Thinking about everything at once

Whether you call them chunks or schemata, what’s clear is that the brain has ways of increasing the amount of information held in working memory. Expert chess players aren’t limited to thinking about the four or five possible moves for one piece, but can think about four or five possible configurations for all pieces. But it doesn’t follow that the limitations of working memory in relation to long-term memory disappear as a result.

I mentioned in my previous post what information is made accessible via my neural networks if I see an apple. If I free-associate, I think of apples – apple trees – should we cover our apple trees if it’s wet and windy after they blossom? – will there be any bees to pollinate them? – bee viruses – viruses in ancient bodies found in melted permafrost – bodies of climbers found in melted glaciers, and so on. Because my neural connections represent multiple associations I can indeed access vast amounts of information stored in my brain. But I don’t access it all simultaneously. That’s just as well, because if I could access all that information at once my attempts to decide what to do with our remaining windfall apples would be thwarted by totally irrelevant thoughts about mountain rescue teams and St Bernard dogs. In short, if information stored in long-term memory weren’t subject to the capacity constraints of working memory, we’d never get anything done.

Chess masters (or ornithologists or brain surgeons) have access to vast amounts of information, but in any given situation they don’t need to access it all at once.

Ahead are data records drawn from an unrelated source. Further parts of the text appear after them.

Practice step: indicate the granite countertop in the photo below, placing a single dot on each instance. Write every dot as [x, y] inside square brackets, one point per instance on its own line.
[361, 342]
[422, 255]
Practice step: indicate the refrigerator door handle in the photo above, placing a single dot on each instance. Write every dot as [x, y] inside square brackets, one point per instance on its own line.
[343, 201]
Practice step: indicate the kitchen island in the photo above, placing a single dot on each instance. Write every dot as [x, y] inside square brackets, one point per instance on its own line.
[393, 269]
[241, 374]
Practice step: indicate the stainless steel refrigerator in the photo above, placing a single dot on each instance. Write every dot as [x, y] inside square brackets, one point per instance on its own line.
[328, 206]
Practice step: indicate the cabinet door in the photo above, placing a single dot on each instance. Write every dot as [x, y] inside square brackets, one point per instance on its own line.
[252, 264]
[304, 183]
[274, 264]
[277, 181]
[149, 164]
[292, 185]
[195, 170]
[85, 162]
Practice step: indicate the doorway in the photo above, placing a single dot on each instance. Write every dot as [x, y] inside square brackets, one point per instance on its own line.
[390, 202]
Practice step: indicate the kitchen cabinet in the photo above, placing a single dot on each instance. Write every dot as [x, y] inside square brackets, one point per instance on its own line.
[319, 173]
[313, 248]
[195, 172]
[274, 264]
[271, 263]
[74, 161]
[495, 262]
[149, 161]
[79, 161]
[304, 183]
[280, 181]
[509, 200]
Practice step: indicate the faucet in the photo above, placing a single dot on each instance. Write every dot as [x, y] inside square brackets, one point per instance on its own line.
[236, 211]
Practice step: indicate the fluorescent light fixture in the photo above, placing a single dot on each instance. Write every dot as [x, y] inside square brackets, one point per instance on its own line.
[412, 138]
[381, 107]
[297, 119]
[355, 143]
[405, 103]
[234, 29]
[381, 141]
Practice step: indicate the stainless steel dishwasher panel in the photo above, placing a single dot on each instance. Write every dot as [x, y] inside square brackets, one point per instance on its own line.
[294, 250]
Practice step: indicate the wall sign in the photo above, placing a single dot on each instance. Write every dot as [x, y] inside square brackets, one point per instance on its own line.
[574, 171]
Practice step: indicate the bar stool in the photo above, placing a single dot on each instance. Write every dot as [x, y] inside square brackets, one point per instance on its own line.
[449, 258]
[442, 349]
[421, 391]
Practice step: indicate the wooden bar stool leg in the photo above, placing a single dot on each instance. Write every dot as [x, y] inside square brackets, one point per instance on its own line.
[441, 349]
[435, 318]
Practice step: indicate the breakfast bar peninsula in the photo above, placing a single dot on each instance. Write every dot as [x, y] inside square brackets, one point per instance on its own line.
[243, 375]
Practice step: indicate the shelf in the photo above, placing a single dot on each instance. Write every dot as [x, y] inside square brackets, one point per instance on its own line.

In fact, accessing it all at once would be disastrous because it would take forever to eliminate information they didn’t need. At any point in any chess game, only a few configurations of pieces are possible, and that number is unlikely to exceed the capacity of working memory. Similarly, even if an ornithologist/brain surgeon can recognise thousands of species of birds/types of brain injury, in any given environment, most of those species/injuries are likely to be irrelevant, so don’t even need to be considered. There’s a good reason for working memory’s limited capacity and why all the information we process is subject to that limit.

In the next post, I want to look at how the limits of working memory impact on learning.

References

Atkinson, R, & Shiffrin, R (1968). Human memory: A proposed system and its control processes. In K. Spence & J. Spence (Eds.), The psychology of learning and motivation (Vol. 2, pp. 89–195). New York: Academic Press
Damasio, A (1994). Descartes’ Error, Vintage Books.
Kirschner, PA, Sweller, J & Clark, RE (2006). Why Minimal Guidance During Instruction Does Not Work: An Analysis of the Failure of Constructivist, Discovery, Problem-Based, Experiential, and Inquiry-Based Teaching Educational Psychologist, 41, 75-86.